In making the changes, the Department for Business, Enterprise and Industrial Strategy (BEIS) has created more work for itself and the CMA. Currently, the CMA deals with 62 cases a year. The government estimates that the new regime will increase that to 200. This additional regulation and the risk of deals being held up by a government inquiry is likely to act as a further brake on UK inbound mergers and acquisitions. This could lead to a potential shift in the market, particularly as Brexit uncertainty continues to pose serious questions for the City.
Regardless of how many investments are actually blocked as a result of the proposals, the government’s move towards a more protectionist stance has already begun to affect the market. The number of UK inbound mergers and acquisitions for the first half of 2018 was 289, a 17 per cent fall compared to the same time last year. The value of these acquisitions accounted for 57 per cent of total UK dealflow, the lowest share since 2009. The proposals create more uncertainty for private equity investors, as there is a lack of clarity over what exactly “national security” means, with the government leaving the definition (perhaps deliberately) vague.
The UK has been moving towards additional protections on investments for some time, with several interventions taking place, most recently in June 2018 when the government blocked the acquisition of an aerospace asset by a subsidiary of a Chinese mineral resource company. Chinese tech firm Huawei has also been under increasing scrutiny, with the Huawei Cyber Security Evaluation Centre (HCSEC) recently announcing it could only provide “limited assurances” that all the risks associated with the company had been mitigated. Huawei has been a controversial presence in the UK for a number of years, with an Intelligence and Security Committee report in 2013 being highly critical of the decision to allow Huawei to be awarded contracts in light of its potential links to the Chinese government.

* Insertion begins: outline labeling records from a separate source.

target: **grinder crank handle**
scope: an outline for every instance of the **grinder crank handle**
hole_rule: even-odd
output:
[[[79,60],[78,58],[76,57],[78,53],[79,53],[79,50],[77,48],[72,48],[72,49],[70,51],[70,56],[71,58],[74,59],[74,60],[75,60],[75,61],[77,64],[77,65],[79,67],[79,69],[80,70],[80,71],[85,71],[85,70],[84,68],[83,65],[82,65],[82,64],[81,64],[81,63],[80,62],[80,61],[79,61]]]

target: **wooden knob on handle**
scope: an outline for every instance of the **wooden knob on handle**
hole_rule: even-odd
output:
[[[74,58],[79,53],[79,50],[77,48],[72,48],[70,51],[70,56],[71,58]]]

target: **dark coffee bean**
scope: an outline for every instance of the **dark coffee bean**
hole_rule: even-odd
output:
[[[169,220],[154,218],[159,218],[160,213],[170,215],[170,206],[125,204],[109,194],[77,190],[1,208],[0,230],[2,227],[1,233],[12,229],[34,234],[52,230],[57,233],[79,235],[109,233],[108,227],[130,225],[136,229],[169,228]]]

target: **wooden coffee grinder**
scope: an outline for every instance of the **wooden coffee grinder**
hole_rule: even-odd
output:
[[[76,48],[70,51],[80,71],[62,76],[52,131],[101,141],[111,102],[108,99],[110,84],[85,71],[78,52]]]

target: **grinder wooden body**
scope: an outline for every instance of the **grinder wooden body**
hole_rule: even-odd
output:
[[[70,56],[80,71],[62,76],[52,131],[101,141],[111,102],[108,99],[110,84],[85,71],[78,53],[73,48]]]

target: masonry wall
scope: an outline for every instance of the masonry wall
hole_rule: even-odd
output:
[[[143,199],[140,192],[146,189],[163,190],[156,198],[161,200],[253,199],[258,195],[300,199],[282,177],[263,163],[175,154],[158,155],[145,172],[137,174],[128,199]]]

For many investors, the side effect of the changes will have more of an impact than the regulations themselves. Because of the increased workload for the CMA, there is potential for deals to be held up in the review process. This may affect the time frame for the completion of deals, even those that do not require intervention from the government.
The government has already said that it plans on introducing more measures to boost its powers when dealing with foreign investors, so the industry should expect more scrutiny in the future. In an age of Novichok, trade wars and protectionism, this is perhaps not surprising, but the investment community will need to be prepared to adapt to the changes and consider the government’s view of their transactions into account as part of the due diligence process.